After some extra prints I get that locs is identical, but vals has 4281 differences out of 14026. The differences happen because the SIMD version returns vals = 0 when loc happens to be in two ranges, [65545, 131031] and [589840, 655289] (though I imagine the change actually happens at power of 2 boundaries).

After some more investigation with several runs (the random seed changes each time), it seems that the discrepancies happen within ranges of loc of length 65536, and they only happen for the "odd blocks":

loc 65442 equal, loc 65549 different: 65536 = 65536 * 1 lies in between
loc 131064 different, loc 131248 equal: 131072 = 65536 * 2 lies in between
loc 196546 equal, loc 196645 different: 196608 = 65536 * 3 lies in between
loc 261930 different, loc 262146 equal: 262144 = 65536 * 4 lies in between
loc 327564 equal, loc 327847 different: 327680 = 65536 * 5 lies in between
loc 393192 different, loc 393341 equal: 393216 = 65536 * 6 lies in between
loc 458694 equal, loc 459019 different: 458752 = 65536 * 7 lies in between
loc 524226 different, loc 524342 equal: 524288 = 65536 * 8 lies in between
loc 589774 equal, loc 589870 different: 589824 = 65536 * 9 lies in between
loc 655345 different, loc 655370 equal: 655360 = 65536 * 10 lies in between

Not sure what this is telling me without going through the code.

Perhaps this way of visualizing it is a bit clearer:

locs in [0, 65536) are all equal (961 values)
locs in [65536, 131072) are all different (876 values)
locs in [131072, 196608) are all equal (855 values)
locs in [196608, 262144) are all different (848 values)
locs in [262144, 327680) are all equal (920 values)
locs in [327680, 393216) are all equal (830 values)
locs in [393216, 458752) are all equal (849 values)
locs in [458752, 524288) are all different (926 values)
locs in [524288, 589824) are all equal (862 values)
locs in [589824, 655360) are all different (847 values)
locs in [655360, 720896) are all equal (885 values)
locs in [720896, 786432) are all equal (853 values)
locs in [786432, 851968) are all equal (908 values)
locs in [851968, 917504) are all different (839 values)
locs in [917504, 983040) are all equal (833 values)
locs in [983040, 1048576) are all equal (889 values)

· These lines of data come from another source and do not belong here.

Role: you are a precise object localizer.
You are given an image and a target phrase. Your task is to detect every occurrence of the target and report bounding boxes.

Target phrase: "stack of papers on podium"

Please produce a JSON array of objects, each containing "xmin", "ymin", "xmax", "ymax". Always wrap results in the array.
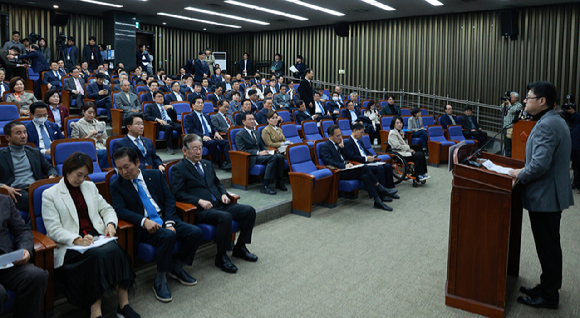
[{"xmin": 66, "ymin": 235, "xmax": 118, "ymax": 254}]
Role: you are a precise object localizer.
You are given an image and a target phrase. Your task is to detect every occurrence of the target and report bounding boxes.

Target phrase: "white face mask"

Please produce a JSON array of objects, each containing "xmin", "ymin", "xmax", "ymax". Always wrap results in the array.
[{"xmin": 32, "ymin": 117, "xmax": 48, "ymax": 125}]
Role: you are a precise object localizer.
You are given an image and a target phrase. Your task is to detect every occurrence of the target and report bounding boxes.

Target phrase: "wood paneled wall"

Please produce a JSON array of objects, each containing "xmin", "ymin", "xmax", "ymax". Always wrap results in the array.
[{"xmin": 0, "ymin": 4, "xmax": 103, "ymax": 62}]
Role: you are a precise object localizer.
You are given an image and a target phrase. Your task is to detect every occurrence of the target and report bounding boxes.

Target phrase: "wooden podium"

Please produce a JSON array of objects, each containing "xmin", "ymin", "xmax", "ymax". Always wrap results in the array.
[
  {"xmin": 445, "ymin": 149, "xmax": 524, "ymax": 317},
  {"xmin": 512, "ymin": 120, "xmax": 536, "ymax": 161}
]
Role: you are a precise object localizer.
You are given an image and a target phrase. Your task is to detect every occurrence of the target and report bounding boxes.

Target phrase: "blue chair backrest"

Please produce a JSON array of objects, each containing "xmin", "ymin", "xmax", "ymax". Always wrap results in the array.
[
  {"xmin": 338, "ymin": 119, "xmax": 352, "ymax": 136},
  {"xmin": 276, "ymin": 110, "xmax": 293, "ymax": 123},
  {"xmin": 302, "ymin": 121, "xmax": 322, "ymax": 140},
  {"xmin": 361, "ymin": 135, "xmax": 377, "ymax": 156},
  {"xmin": 381, "ymin": 117, "xmax": 393, "ymax": 131},
  {"xmin": 52, "ymin": 141, "xmax": 102, "ymax": 175},
  {"xmin": 421, "ymin": 116, "xmax": 435, "ymax": 128},
  {"xmin": 230, "ymin": 128, "xmax": 244, "ymax": 150},
  {"xmin": 288, "ymin": 145, "xmax": 317, "ymax": 173},
  {"xmin": 172, "ymin": 102, "xmax": 191, "ymax": 118},
  {"xmin": 201, "ymin": 102, "xmax": 214, "ymax": 115},
  {"xmin": 280, "ymin": 124, "xmax": 302, "ymax": 143},
  {"xmin": 66, "ymin": 118, "xmax": 80, "ymax": 138}
]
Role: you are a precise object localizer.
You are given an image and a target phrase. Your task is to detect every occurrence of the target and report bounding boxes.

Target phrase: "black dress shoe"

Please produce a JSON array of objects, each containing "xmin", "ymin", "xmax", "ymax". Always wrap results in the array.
[
  {"xmin": 215, "ymin": 254, "xmax": 238, "ymax": 274},
  {"xmin": 374, "ymin": 202, "xmax": 393, "ymax": 211},
  {"xmin": 260, "ymin": 187, "xmax": 276, "ymax": 195},
  {"xmin": 518, "ymin": 296, "xmax": 558, "ymax": 309},
  {"xmin": 232, "ymin": 245, "xmax": 258, "ymax": 262}
]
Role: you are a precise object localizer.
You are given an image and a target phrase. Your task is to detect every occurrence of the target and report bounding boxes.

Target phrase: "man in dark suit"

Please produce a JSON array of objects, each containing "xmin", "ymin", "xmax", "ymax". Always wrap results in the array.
[
  {"xmin": 193, "ymin": 51, "xmax": 209, "ymax": 82},
  {"xmin": 439, "ymin": 105, "xmax": 459, "ymax": 129},
  {"xmin": 320, "ymin": 125, "xmax": 393, "ymax": 211},
  {"xmin": 64, "ymin": 68, "xmax": 85, "ymax": 108},
  {"xmin": 26, "ymin": 102, "xmax": 64, "ymax": 158},
  {"xmin": 171, "ymin": 134, "xmax": 258, "ymax": 274},
  {"xmin": 298, "ymin": 68, "xmax": 314, "ymax": 114},
  {"xmin": 111, "ymin": 147, "xmax": 202, "ymax": 302},
  {"xmin": 510, "ymin": 82, "xmax": 574, "ymax": 309},
  {"xmin": 342, "ymin": 124, "xmax": 399, "ymax": 202},
  {"xmin": 183, "ymin": 97, "xmax": 232, "ymax": 170},
  {"xmin": 0, "ymin": 195, "xmax": 49, "ymax": 318},
  {"xmin": 459, "ymin": 105, "xmax": 487, "ymax": 147},
  {"xmin": 86, "ymin": 72, "xmax": 113, "ymax": 120},
  {"xmin": 236, "ymin": 112, "xmax": 288, "ymax": 194},
  {"xmin": 207, "ymin": 86, "xmax": 225, "ymax": 106},
  {"xmin": 0, "ymin": 121, "xmax": 58, "ymax": 210},
  {"xmin": 113, "ymin": 115, "xmax": 165, "ymax": 172},
  {"xmin": 145, "ymin": 92, "xmax": 181, "ymax": 155}
]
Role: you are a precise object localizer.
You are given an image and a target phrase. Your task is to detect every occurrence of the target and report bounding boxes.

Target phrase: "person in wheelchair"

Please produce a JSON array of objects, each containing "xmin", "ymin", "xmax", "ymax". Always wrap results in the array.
[{"xmin": 389, "ymin": 116, "xmax": 430, "ymax": 182}]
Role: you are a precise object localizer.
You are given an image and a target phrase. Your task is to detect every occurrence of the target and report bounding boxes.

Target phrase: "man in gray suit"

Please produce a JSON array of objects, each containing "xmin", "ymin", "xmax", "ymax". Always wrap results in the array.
[
  {"xmin": 115, "ymin": 81, "xmax": 143, "ymax": 119},
  {"xmin": 510, "ymin": 82, "xmax": 574, "ymax": 309},
  {"xmin": 211, "ymin": 100, "xmax": 234, "ymax": 133},
  {"xmin": 64, "ymin": 68, "xmax": 85, "ymax": 107}
]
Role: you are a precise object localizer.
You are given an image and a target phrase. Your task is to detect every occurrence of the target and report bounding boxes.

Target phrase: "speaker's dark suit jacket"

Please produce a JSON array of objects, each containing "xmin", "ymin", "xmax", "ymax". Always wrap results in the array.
[
  {"xmin": 25, "ymin": 121, "xmax": 64, "ymax": 148},
  {"xmin": 0, "ymin": 146, "xmax": 58, "ymax": 185},
  {"xmin": 113, "ymin": 136, "xmax": 163, "ymax": 170}
]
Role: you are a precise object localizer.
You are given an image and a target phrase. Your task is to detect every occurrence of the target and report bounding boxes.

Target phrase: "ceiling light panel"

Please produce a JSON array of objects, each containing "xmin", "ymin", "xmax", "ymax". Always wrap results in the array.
[
  {"xmin": 157, "ymin": 12, "xmax": 242, "ymax": 29},
  {"xmin": 80, "ymin": 0, "xmax": 123, "ymax": 8},
  {"xmin": 362, "ymin": 0, "xmax": 396, "ymax": 11},
  {"xmin": 285, "ymin": 0, "xmax": 344, "ymax": 17},
  {"xmin": 185, "ymin": 7, "xmax": 270, "ymax": 25},
  {"xmin": 224, "ymin": 0, "xmax": 308, "ymax": 21}
]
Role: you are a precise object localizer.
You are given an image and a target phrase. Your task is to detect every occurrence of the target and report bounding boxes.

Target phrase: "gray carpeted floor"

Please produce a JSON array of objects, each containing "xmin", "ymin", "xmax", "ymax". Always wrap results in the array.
[{"xmin": 55, "ymin": 167, "xmax": 580, "ymax": 318}]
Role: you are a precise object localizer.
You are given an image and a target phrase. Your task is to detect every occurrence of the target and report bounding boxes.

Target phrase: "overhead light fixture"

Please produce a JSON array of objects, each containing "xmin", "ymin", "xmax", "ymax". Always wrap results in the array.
[
  {"xmin": 185, "ymin": 7, "xmax": 270, "ymax": 25},
  {"xmin": 425, "ymin": 0, "xmax": 443, "ymax": 6},
  {"xmin": 286, "ymin": 0, "xmax": 344, "ymax": 17},
  {"xmin": 362, "ymin": 0, "xmax": 396, "ymax": 11},
  {"xmin": 157, "ymin": 12, "xmax": 242, "ymax": 29},
  {"xmin": 224, "ymin": 0, "xmax": 308, "ymax": 21},
  {"xmin": 80, "ymin": 0, "xmax": 123, "ymax": 8}
]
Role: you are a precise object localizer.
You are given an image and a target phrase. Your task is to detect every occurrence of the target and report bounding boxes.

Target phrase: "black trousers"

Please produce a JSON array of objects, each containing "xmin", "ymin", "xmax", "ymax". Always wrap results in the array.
[
  {"xmin": 256, "ymin": 154, "xmax": 284, "ymax": 181},
  {"xmin": 203, "ymin": 139, "xmax": 230, "ymax": 163},
  {"xmin": 194, "ymin": 202, "xmax": 256, "ymax": 255},
  {"xmin": 338, "ymin": 166, "xmax": 378, "ymax": 198},
  {"xmin": 0, "ymin": 263, "xmax": 48, "ymax": 318},
  {"xmin": 369, "ymin": 164, "xmax": 395, "ymax": 189},
  {"xmin": 157, "ymin": 121, "xmax": 181, "ymax": 149},
  {"xmin": 529, "ymin": 211, "xmax": 562, "ymax": 302},
  {"xmin": 141, "ymin": 221, "xmax": 202, "ymax": 272}
]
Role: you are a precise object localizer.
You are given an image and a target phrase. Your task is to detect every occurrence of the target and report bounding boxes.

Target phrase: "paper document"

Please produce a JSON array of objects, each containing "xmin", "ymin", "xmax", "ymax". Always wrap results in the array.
[
  {"xmin": 0, "ymin": 249, "xmax": 24, "ymax": 269},
  {"xmin": 482, "ymin": 160, "xmax": 513, "ymax": 176},
  {"xmin": 66, "ymin": 235, "xmax": 118, "ymax": 254}
]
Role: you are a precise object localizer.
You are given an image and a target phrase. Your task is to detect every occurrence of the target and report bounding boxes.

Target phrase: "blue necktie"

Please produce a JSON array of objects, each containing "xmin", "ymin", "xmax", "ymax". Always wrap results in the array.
[
  {"xmin": 40, "ymin": 125, "xmax": 50, "ymax": 150},
  {"xmin": 133, "ymin": 179, "xmax": 163, "ymax": 225},
  {"xmin": 135, "ymin": 138, "xmax": 147, "ymax": 157},
  {"xmin": 195, "ymin": 162, "xmax": 217, "ymax": 201}
]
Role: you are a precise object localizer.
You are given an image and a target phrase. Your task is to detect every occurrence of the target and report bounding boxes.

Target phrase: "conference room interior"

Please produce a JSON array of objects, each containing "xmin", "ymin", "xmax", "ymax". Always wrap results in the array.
[{"xmin": 0, "ymin": 0, "xmax": 580, "ymax": 318}]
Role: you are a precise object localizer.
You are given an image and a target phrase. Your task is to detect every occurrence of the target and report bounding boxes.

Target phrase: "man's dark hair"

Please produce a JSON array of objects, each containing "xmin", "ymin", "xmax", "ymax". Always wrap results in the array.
[
  {"xmin": 123, "ymin": 115, "xmax": 143, "ymax": 127},
  {"xmin": 113, "ymin": 147, "xmax": 139, "ymax": 164},
  {"xmin": 30, "ymin": 102, "xmax": 48, "ymax": 115},
  {"xmin": 62, "ymin": 151, "xmax": 93, "ymax": 177},
  {"xmin": 352, "ymin": 123, "xmax": 365, "ymax": 130},
  {"xmin": 528, "ymin": 81, "xmax": 558, "ymax": 109},
  {"xmin": 4, "ymin": 120, "xmax": 24, "ymax": 137},
  {"xmin": 326, "ymin": 124, "xmax": 340, "ymax": 137}
]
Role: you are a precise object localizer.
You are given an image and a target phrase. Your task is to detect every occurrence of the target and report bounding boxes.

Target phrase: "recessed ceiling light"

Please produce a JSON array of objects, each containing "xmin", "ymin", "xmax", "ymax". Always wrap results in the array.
[
  {"xmin": 362, "ymin": 0, "xmax": 396, "ymax": 11},
  {"xmin": 224, "ymin": 0, "xmax": 308, "ymax": 21},
  {"xmin": 425, "ymin": 0, "xmax": 443, "ymax": 6},
  {"xmin": 185, "ymin": 7, "xmax": 270, "ymax": 25},
  {"xmin": 286, "ymin": 0, "xmax": 344, "ymax": 17},
  {"xmin": 157, "ymin": 12, "xmax": 242, "ymax": 29},
  {"xmin": 81, "ymin": 0, "xmax": 123, "ymax": 8}
]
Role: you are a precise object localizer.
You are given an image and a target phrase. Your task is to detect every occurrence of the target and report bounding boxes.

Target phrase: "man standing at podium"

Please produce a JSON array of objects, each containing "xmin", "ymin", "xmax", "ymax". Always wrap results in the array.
[{"xmin": 510, "ymin": 82, "xmax": 574, "ymax": 309}]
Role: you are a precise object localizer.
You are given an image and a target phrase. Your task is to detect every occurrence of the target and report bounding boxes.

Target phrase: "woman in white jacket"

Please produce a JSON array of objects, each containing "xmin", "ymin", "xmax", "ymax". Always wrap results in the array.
[{"xmin": 42, "ymin": 152, "xmax": 141, "ymax": 318}]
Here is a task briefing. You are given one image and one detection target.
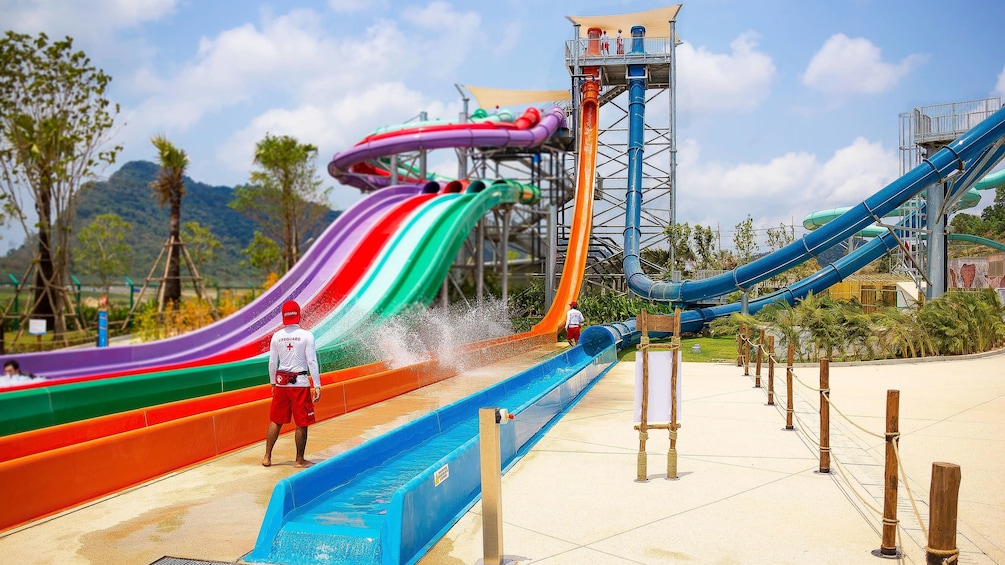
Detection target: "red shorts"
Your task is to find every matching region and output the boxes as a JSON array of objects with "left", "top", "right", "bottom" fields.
[{"left": 268, "top": 386, "right": 317, "bottom": 427}]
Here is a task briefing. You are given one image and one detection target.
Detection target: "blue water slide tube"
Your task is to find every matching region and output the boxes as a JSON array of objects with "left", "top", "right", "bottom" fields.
[
  {"left": 581, "top": 139, "right": 1005, "bottom": 337},
  {"left": 244, "top": 333, "right": 617, "bottom": 565},
  {"left": 624, "top": 65, "right": 1005, "bottom": 304}
]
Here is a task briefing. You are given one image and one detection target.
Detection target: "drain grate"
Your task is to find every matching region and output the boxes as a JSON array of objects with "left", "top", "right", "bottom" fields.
[{"left": 150, "top": 556, "right": 232, "bottom": 565}]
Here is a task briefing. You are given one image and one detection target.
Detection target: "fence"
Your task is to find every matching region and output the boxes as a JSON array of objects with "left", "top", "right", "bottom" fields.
[{"left": 737, "top": 325, "right": 961, "bottom": 565}]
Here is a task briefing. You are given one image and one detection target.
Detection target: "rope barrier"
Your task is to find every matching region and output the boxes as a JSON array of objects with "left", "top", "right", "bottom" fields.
[
  {"left": 740, "top": 329, "right": 948, "bottom": 564},
  {"left": 821, "top": 390, "right": 888, "bottom": 439},
  {"left": 893, "top": 438, "right": 929, "bottom": 534}
]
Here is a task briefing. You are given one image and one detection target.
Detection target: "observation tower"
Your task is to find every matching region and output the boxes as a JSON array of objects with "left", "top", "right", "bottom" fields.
[
  {"left": 558, "top": 4, "right": 681, "bottom": 291},
  {"left": 896, "top": 98, "right": 1005, "bottom": 300}
]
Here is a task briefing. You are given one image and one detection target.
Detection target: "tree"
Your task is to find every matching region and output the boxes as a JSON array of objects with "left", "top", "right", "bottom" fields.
[
  {"left": 73, "top": 214, "right": 133, "bottom": 295},
  {"left": 0, "top": 31, "right": 122, "bottom": 338},
  {"left": 230, "top": 134, "right": 332, "bottom": 271},
  {"left": 241, "top": 231, "right": 282, "bottom": 277},
  {"left": 663, "top": 223, "right": 694, "bottom": 276},
  {"left": 691, "top": 224, "right": 723, "bottom": 269},
  {"left": 182, "top": 222, "right": 223, "bottom": 276},
  {"left": 733, "top": 216, "right": 760, "bottom": 264},
  {"left": 150, "top": 135, "right": 189, "bottom": 308},
  {"left": 767, "top": 223, "right": 796, "bottom": 251}
]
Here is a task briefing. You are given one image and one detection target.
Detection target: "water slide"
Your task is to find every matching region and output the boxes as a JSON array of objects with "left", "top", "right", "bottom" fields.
[
  {"left": 803, "top": 169, "right": 1005, "bottom": 239},
  {"left": 245, "top": 80, "right": 603, "bottom": 565},
  {"left": 624, "top": 45, "right": 1005, "bottom": 309},
  {"left": 5, "top": 182, "right": 432, "bottom": 380},
  {"left": 0, "top": 102, "right": 593, "bottom": 529}
]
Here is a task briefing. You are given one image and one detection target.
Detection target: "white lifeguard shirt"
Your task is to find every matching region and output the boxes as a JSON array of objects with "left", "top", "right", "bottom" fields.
[
  {"left": 566, "top": 308, "right": 586, "bottom": 330},
  {"left": 268, "top": 324, "right": 321, "bottom": 387}
]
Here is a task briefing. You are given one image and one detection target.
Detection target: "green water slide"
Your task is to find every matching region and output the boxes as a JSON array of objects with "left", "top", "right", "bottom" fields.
[
  {"left": 0, "top": 181, "right": 539, "bottom": 434},
  {"left": 314, "top": 181, "right": 539, "bottom": 347}
]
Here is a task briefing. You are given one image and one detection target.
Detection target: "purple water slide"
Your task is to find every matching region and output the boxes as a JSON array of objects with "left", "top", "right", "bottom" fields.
[
  {"left": 328, "top": 108, "right": 566, "bottom": 190},
  {"left": 18, "top": 185, "right": 422, "bottom": 378}
]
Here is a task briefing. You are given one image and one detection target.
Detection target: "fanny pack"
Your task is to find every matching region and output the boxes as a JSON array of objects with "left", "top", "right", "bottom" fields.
[{"left": 275, "top": 371, "right": 311, "bottom": 386}]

and apparently the odd/even alternance is not repeatable, here is another run:

locs in [0, 65536) are all equal (859 values)
locs in [65536, 131072) are all different (861 values)
locs in [131072, 196608) are all equal (872 values)
locs in [196608, 262144) are all different (904 values)
locs in [262144, 327680) are all equal (869 values)
locs in [327680, 393216) are all different (881 values)
locs in [393216, 458752) are all equal (929 values)
locs in [458752, 524288) are all equal (909 values)
locs in [524288, 589824) are all equal (865 values)
locs in [589824, 655360) are all equal (876 values)
locs in [655360, 720896) are all equal (913 values)
locs in [720896, 786432) are all different (887 values)
locs in [786432, 851968) are all equal (883 values)
locs in [851968, 917504) are all different (892 values)
locs in [917504, 983040) are all equal (810 values)
locs in [983040, 1048576) are all equal (862 values)

So it seems that the discrepancy is confined to ranges in locs that have length 65536, and inside each range either all are consistent or all are different, but whether a given block is consistent or different is random.

I am going to stop here for today, but I can do more tests if needed.